The company he founded in the 1990s, Patrick Eggle Guitars, first based in Coventry and then in Birmingham, is known for designing and releasing such guitar ranges as the Berlin (1991) and the Fret King Espirit (1998). The company was producing 2,000 electric and acoustic guitars per year by the mid-1990s.

Eggle's guitars have been used by artists such as Tony Iommi, Brian May, Bruce Watson, Bill Nelson, Midge Ure, Tony Remy, Oliver Leiber, and Ali and Robin Campbell. On 11 April 2014, the "JS Berlin Legend" made for Rory Gallagher sold for £25,000 at auction.

Eggle left the company in 1994, and moved to the US to begin trading independently building acoustic and archtop guitars. In 2004 he returned to the UK, and started producing acoustic guitars from workshops in Oswestry under the brand name Patrick James Eggle Guitars. Notable artists of these guitars include guitarists such as Jake Bugg and Frank Turner. Turner played his custom made PJE guitar during his performance at the 2012 Summer Olympics.

During this time he was asked to re-develop and design the range of acoustic guitars for Faith Guitars.
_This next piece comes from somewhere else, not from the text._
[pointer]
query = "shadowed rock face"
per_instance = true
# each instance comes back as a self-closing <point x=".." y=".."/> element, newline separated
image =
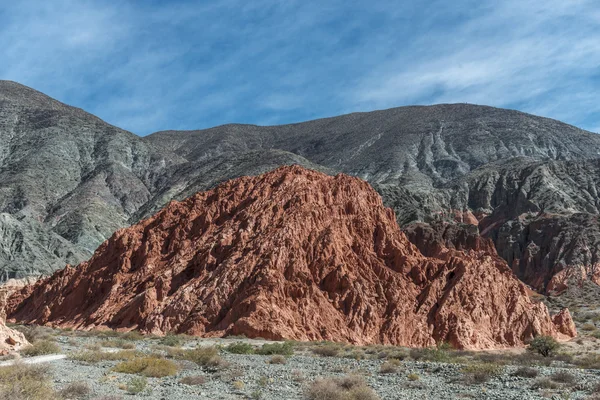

Various Eggle-designed models went on to be awarded 'The UK's Best Acoustic Guitar' Award at the MIA Music Awards every year from 2012 to 2016, including the Faith Venus Blood Moon in 2016.

In 2016, Eggle and his small team of craftsmen ceased producing acoustics and began focusing solely on building and developing his own line of electric guitars. These include models such as the 96 and Macon which were both awarded a rare 10/10 Gold rating by Guitarist magazine in 2017. Blues artist Krissy Matthews is a known player of the Macon.

In 2017, Eggle helped with the re-launch of the Shergold guitar brand by re-designing the Masquerader model shape, which is available with three pickup configurations and in four colour finishes.